The carbon tax—a levy on greenhouse gas emissions designed to make polluters pay for the social cost of their emissions—is widely regarded by economists as the most efficient climate policy instrument. Yet it remains politically toxic in most democracies, adopted by only a handful of countries and subnational jurisdictions. The "double dividend" hypothesis—that carbon tax revenue can be recycled to reduce other distortionary taxes, generating both environmental and economic benefits—has been the primary argument for political feasibility. The evidence on whether this double dividend actually materializes is instructive for climate policy design.
Kayongo and Knedlik (2025) introduce a novel perspective: the "tax base double dividend" specific to low-income countries. In these contexts, where the tax base is narrow and informal economic activity is widespread, carbon taxes serve a fiscal function beyond environmental correction—they broaden the tax base by taxing activities (fossil fuel combustion, industrial emissions) that are currently difficult to tax through income or consumption levies. The study finds that in low-income countries, the fiscal strengthening effect of carbon taxation may be as important as the environmental effect, creating a uniquely strong policy rationale that differs from the standard developed-country framing. This finding has implications for international climate negotiations: carbon taxes in developing economies can be framed not just as environmental obligations but as fiscal modernization tools that serve domestic development objectives.

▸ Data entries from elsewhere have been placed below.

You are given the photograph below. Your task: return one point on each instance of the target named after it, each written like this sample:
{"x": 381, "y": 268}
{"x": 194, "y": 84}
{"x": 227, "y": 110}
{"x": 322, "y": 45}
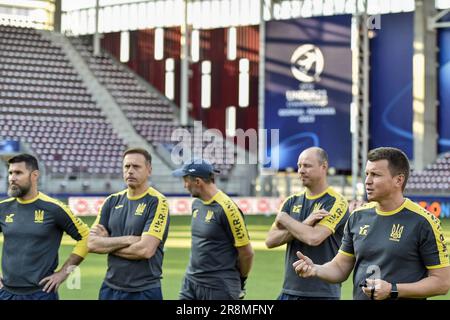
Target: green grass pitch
{"x": 264, "y": 283}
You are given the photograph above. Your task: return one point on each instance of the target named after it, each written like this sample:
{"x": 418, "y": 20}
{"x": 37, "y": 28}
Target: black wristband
{"x": 243, "y": 280}
{"x": 394, "y": 291}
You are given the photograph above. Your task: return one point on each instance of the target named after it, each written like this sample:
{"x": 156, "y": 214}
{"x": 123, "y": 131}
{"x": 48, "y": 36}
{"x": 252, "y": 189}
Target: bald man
{"x": 310, "y": 221}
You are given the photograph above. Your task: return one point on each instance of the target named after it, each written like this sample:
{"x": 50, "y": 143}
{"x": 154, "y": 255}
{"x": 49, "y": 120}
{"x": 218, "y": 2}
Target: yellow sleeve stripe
{"x": 346, "y": 253}
{"x": 437, "y": 231}
{"x": 439, "y": 266}
{"x": 337, "y": 212}
{"x": 8, "y": 200}
{"x": 235, "y": 220}
{"x": 158, "y": 225}
{"x": 80, "y": 248}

Zheng (2025) examines Sweden, which has maintained the world's highest carbon tax (over a significant amount of CO₂) since 1991 with remarkably sustained public support. The study investigates why Sweden succeeds where other nations fail, identifying three factors: institutional trust (Swedes trust their government to use revenue responsibly), perceived fairness (the tax is designed with exemptions and compensatory measures that protect vulnerable groups), and policy design (revenue is used visibly to fund popular public services and reduce other taxes). The comparison with fuel tax protesters in the same country reveals that opposition correlates strongly with low institutional trust and perceived unfairness rather than with economic self-interest per se—protestors are not simply those who pay the most but those who feel the system is rigged against them. This finding reframes carbon tax resistance as a governance problem rather than an economic one.

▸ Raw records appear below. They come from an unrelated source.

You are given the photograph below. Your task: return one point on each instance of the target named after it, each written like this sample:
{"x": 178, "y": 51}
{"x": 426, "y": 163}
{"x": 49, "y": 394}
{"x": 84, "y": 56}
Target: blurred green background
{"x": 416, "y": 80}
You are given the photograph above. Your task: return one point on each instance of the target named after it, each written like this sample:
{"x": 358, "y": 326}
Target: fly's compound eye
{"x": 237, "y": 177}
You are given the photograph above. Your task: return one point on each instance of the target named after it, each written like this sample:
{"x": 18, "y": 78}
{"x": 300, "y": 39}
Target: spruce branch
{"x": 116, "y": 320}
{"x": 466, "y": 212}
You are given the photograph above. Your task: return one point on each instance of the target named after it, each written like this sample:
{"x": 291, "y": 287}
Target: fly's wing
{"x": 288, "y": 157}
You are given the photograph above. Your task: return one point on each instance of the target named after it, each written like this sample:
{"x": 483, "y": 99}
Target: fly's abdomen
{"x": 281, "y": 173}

Ali, Raza, and Soomro (2025) examine whether green taxation reduces economic competitiveness, a concern that has blocked carbon tax adoption in many export-oriented economies. Their cross-country analysis of 20 nations over 14 years finds that moderate green taxation does not significantly reduce industrial growth or trade performance, while intensive green taxation shows mixed effects depending on how revenue is recycled. Countries that use carbon tax revenue to reduce corporate taxes or invest in clean technology infrastructure maintain competitiveness; those that simply add carbon taxes to the overall tax burden without corresponding relief experience modest competitive losses. This conditional finding validates the importance of revenue recycling design—a carbon tax's economic impact depends as much on what is done with the revenue as on the tax rate itself.
The synthesis suggests that carbon taxation works both environmentally and economically when three conditions are met: institutional trust, perceived fairness, and smart revenue recycling. Where any of these is absent, the policy either fails to be adopted or fails to be sustained. The challenge for policymakers is building these conditions before implementing the tax, rather than assuming the tax will build its own political constituency after the fact.